Drunk Drivers and Bad Driving becoming Major Contributors to Road Fatalities

As part of its support for Transport Month, the Automobile Association has identified several key factors aimed at empowering motorists recognise potentially dangerous drivers and in the process learn how to avoid situations that could cause harm to them and their families.  

Gary Ronald, head of Public Affairs at the AA says, “It is important for road users to be constantly aware of the environment around them all the time while they are driving. They should learn to spot dangerous drivers and keep clear of them. No matter how severely you may be provoked, resist the temptation to retaliate, which may result in anything from a collision to a shooting match,”

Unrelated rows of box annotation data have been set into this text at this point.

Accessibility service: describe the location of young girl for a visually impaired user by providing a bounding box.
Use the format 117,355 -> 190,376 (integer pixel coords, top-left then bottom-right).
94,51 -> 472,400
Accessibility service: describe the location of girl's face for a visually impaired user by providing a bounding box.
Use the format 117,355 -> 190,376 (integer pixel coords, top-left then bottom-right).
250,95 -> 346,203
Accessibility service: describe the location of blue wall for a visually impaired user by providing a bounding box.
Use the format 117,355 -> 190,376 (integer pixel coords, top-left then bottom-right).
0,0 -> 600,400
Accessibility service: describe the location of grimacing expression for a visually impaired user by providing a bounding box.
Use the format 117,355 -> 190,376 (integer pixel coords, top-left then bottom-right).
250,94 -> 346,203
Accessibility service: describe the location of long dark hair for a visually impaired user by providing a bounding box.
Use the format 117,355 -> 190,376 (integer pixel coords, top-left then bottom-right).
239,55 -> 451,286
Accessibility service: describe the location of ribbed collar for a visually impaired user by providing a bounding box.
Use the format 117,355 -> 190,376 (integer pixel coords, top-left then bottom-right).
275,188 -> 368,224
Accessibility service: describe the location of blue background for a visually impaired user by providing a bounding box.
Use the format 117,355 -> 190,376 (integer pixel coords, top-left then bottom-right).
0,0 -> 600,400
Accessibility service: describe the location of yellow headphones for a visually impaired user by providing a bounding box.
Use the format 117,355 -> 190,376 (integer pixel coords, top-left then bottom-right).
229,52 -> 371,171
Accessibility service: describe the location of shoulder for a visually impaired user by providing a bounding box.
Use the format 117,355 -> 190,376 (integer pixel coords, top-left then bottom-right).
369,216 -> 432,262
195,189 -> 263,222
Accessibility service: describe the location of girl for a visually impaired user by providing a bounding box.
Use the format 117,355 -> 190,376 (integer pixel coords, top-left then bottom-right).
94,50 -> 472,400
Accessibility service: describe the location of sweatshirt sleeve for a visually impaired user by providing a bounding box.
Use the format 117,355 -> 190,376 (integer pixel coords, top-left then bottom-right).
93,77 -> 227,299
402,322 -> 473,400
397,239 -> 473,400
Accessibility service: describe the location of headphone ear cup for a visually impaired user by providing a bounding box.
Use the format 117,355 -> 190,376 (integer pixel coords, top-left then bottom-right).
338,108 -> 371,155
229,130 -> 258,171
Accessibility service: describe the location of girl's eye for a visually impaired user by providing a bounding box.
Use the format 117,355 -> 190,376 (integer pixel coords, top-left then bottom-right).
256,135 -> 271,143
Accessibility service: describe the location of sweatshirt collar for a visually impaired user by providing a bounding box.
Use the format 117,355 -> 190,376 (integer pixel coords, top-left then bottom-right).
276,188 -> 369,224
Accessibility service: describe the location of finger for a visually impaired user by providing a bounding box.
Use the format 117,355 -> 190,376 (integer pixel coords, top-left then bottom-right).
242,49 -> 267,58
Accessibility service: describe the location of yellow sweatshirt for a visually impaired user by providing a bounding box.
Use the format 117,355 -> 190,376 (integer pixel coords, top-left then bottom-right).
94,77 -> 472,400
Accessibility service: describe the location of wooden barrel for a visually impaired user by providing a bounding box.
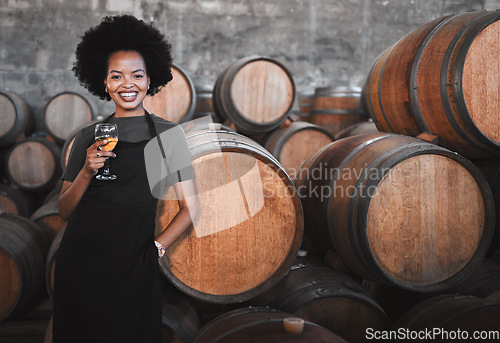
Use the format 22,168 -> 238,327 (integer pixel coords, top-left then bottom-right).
264,121 -> 333,179
471,156 -> 500,257
309,87 -> 367,136
363,11 -> 500,158
193,307 -> 346,343
395,295 -> 500,342
335,120 -> 378,139
255,256 -> 391,342
0,214 -> 49,321
213,56 -> 295,134
44,227 -> 66,300
193,85 -> 216,118
162,284 -> 201,343
31,200 -> 68,240
156,130 -> 303,303
455,258 -> 500,303
7,138 -> 61,192
144,65 -> 196,123
0,91 -> 34,146
0,185 -> 33,217
43,92 -> 96,144
296,133 -> 495,292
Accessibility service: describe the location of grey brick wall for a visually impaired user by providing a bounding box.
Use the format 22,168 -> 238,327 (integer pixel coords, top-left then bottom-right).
0,0 -> 500,132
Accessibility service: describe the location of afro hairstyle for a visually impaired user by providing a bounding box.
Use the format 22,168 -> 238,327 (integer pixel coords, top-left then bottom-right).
72,15 -> 172,101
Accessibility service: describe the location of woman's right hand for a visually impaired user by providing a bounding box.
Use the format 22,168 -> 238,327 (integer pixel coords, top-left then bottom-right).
84,139 -> 116,176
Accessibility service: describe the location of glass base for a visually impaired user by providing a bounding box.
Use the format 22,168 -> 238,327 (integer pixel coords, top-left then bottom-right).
95,174 -> 116,181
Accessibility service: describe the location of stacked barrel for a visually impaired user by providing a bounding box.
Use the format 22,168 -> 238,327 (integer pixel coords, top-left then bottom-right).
0,11 -> 500,342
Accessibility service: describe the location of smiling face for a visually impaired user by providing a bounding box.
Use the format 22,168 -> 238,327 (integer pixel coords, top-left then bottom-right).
104,51 -> 150,117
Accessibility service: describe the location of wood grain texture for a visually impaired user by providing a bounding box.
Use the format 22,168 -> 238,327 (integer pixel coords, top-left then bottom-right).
366,155 -> 485,285
462,21 -> 500,143
264,122 -> 333,179
7,138 -> 61,191
0,91 -> 34,146
309,87 -> 367,136
0,94 -> 17,136
213,56 -> 295,134
44,92 -> 95,143
144,66 -> 196,123
252,256 -> 391,342
157,133 -> 302,303
296,133 -> 494,291
193,307 -> 346,343
363,11 -> 500,158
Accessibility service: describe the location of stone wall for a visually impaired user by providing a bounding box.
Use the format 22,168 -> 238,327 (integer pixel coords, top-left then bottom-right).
0,0 -> 500,130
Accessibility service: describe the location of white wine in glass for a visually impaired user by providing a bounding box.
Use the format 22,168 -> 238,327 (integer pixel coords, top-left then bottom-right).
94,123 -> 118,180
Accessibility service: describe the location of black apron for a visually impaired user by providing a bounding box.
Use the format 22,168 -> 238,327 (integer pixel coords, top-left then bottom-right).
53,114 -> 162,343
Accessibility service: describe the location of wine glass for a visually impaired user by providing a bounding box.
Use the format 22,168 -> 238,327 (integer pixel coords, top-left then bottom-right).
94,123 -> 118,180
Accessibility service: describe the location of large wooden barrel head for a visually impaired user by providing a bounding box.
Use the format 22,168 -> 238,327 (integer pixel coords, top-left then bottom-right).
157,131 -> 302,303
0,92 -> 33,146
296,133 -> 494,292
230,60 -> 294,123
366,154 -> 486,285
213,56 -> 295,134
462,18 -> 500,144
144,66 -> 196,123
44,92 -> 95,143
0,213 -> 50,321
7,138 -> 61,192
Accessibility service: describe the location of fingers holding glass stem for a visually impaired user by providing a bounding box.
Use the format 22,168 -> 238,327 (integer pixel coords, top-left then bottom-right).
87,139 -> 116,179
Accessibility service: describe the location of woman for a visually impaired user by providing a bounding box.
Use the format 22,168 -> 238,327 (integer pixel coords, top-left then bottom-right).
53,15 -> 196,343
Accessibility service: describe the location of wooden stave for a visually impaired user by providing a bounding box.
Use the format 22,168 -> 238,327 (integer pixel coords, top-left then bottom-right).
362,11 -> 500,158
0,214 -> 49,321
335,121 -> 378,139
43,91 -> 96,145
144,64 -> 196,123
157,130 -> 303,304
309,87 -> 367,136
410,11 -> 500,158
362,16 -> 451,136
193,307 -> 346,343
330,136 -> 494,292
212,56 -> 295,135
252,256 -> 391,342
263,122 -> 334,177
0,91 -> 34,146
6,137 -> 61,192
296,133 -> 494,292
162,284 -> 202,343
454,258 -> 500,302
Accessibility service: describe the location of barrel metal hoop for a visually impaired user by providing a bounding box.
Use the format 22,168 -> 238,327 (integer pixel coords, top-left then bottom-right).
452,12 -> 500,151
440,12 -> 487,152
410,15 -> 458,134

The AA urges motorists to be especially wary when driving near any of the following:

  • Any vehicle in which the driver’s range of vision is limited - such as a fully laden truck with no side mirror
  • A vehicle that “wanders” about the road - it could be a faulty steering or suspension, or the driver may be drunk or sleepy
  •  Any vehicle that is dirty, rusty, missing body parts or with a badly smoking exhaust - it is probably in poor overall mechanical condition
  • A truck with a badly packed or unsecured load, or a car with a bulky load on the roof rack - the load, or part of it, may come adrift.
  • A car containing active children and pets - the driver may not be concentrating on the road. 
  •  A car with stickers on the windows, piles of luggage, and a large number of passengers - the driver’s vision is probably obscured.
  • A vehicle with a driver who does not appear to be giving his full attention to the road.

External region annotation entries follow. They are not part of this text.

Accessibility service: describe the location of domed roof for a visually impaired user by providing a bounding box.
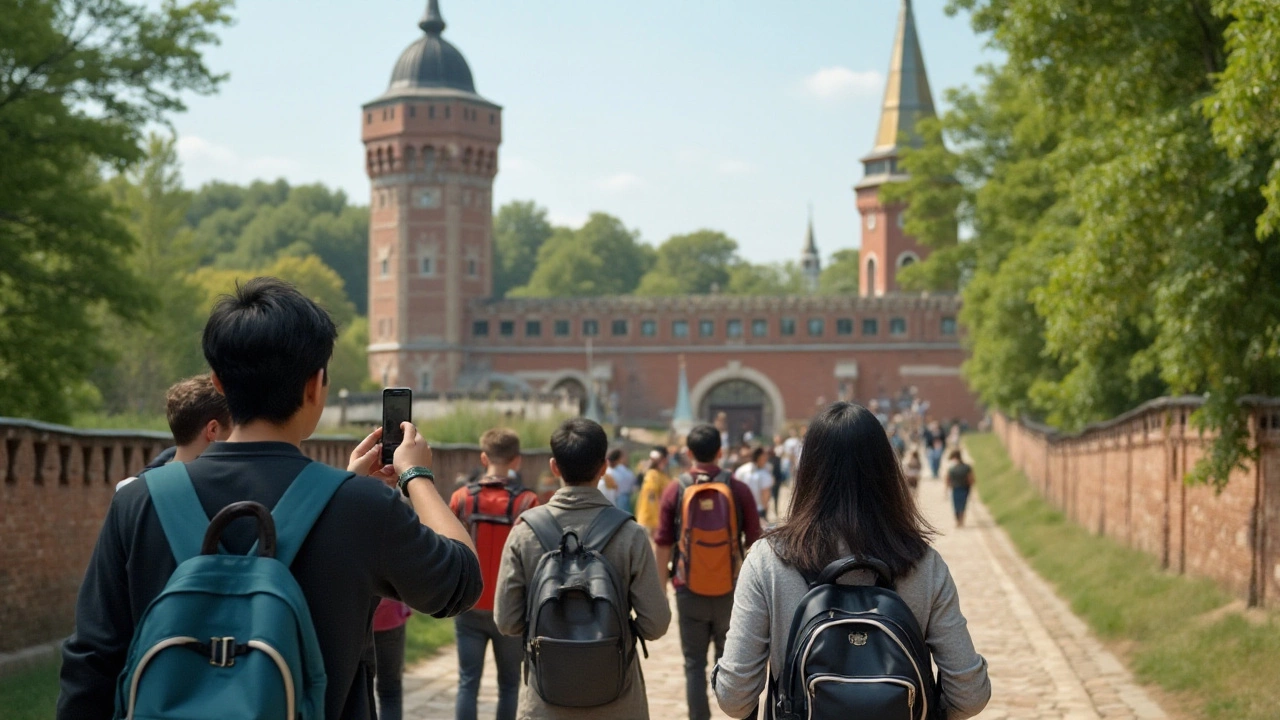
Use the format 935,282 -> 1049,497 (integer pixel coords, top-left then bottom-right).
387,0 -> 476,94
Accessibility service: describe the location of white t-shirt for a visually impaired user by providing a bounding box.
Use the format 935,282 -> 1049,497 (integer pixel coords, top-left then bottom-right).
733,462 -> 773,505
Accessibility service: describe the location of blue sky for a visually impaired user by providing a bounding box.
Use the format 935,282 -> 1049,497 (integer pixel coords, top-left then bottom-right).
174,0 -> 998,261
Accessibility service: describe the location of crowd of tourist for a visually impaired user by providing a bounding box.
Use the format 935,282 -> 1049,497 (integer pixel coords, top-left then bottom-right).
58,278 -> 991,720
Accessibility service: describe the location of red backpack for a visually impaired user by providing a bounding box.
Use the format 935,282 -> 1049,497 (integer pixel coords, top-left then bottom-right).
676,470 -> 742,597
449,478 -> 538,610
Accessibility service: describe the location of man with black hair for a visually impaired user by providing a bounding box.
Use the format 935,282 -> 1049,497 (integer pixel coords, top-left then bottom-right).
58,278 -> 481,720
653,424 -> 760,720
494,418 -> 671,720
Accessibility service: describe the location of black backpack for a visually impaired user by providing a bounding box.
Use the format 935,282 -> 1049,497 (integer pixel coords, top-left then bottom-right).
520,506 -> 648,707
769,556 -> 946,720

“Remember, if you cannot see the mirrors of the vehicle in front of you, that driver can’t see you,” adds Ronald.

  • The following are times of the day, and of the week, when accidents occur more frequently:
  • Between dusk and dawn.
  • During morning and evening peak periods.
  • At “closing time” for bars, hotels and clubs.
  • Late in the week and at weekends when the use of alcohol increases.
  • On public holidays and weekends when many motorists are paying more attention to sightseeing than to proper driving.


A few facts about alcohol and driving:
• As all licensed drivers should know, it is illegal to drive under the influence of alcohol or other drugs.   
• The maximum blood alcohol limit is 0.05mg per 100ml blood or 0.24 milligram /1 000 millilitre of breath.
• Because the printout of a breathalyser is admissible as evidence in court, drivers can be tried within hours, as there are no court delays waiting for the result of blood tests. 
• If you are apprehended and found to be over the legal limit, you do not have an option of paying a fine.  You will be arrested and taken to a police station, where you will be booked and locked up in a police holding cell with other criminals.  You will only be charged when you are sober. 
• The maximum punishment for drinking and driving is R120 000 and/or 6 years imprisonment. 
• You will get a criminal record, which will count against you for the rest of your life. Your driving license can also be suspended.

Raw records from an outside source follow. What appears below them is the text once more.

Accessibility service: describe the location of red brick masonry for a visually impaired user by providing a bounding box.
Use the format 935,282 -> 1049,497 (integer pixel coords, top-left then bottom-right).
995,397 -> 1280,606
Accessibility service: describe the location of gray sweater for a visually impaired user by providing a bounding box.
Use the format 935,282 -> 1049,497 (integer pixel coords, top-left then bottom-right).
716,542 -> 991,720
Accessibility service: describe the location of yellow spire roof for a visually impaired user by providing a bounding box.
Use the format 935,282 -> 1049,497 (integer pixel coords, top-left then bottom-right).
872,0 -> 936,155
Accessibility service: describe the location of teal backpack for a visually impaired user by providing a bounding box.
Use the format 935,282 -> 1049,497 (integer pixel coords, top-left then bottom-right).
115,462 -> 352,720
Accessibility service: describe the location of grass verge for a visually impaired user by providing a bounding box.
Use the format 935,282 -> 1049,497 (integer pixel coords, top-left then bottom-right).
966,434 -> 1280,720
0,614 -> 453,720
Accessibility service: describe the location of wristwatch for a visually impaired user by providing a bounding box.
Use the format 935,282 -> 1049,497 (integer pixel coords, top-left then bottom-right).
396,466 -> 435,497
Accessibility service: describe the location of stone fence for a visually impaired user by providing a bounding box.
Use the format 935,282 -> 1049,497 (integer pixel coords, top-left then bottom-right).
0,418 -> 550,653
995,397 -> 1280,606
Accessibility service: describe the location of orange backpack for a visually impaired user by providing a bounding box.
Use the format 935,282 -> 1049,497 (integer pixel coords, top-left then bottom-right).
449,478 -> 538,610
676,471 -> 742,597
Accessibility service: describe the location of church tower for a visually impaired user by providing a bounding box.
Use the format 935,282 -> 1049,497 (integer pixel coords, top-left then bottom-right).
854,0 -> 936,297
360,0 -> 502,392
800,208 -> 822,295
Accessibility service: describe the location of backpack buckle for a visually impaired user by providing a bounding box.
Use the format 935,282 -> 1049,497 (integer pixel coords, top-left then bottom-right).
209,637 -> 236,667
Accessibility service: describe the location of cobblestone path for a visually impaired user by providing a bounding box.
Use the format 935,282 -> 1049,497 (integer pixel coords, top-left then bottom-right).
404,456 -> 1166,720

“Alcohol affects our vision, judgment, balance and reaction time.  Because even one drink can affect you, it is advisable not to drink and drive at all,” adds Ronald.

Stats reveal that:

  • One in every fifteen drivers on the road in the evenings is over the limit
  •  More than half of all pedestrians killed in 2008 had been drinking
  •  Morning rush hour bumper bashings are likely as a result of the previous nights’ drinking
  •  The cost of crashes to the economy in 2009 has been calculated at R116 billion

“There is no way to sober up quickly.  It is a fallacy that showers and black coffee will make you sober.  Your liver has to dissipate the alcohol in your body, which happens at a rate 0.02 mg per hour.
“If you are involved in a crash while you are under the influence, it will impact on your insurance payouts.  Because you have committed an illegal act by driving under the influence, short-term insurers, life insurers and the Road Accident Fund can refuse to pay out claims,” he says.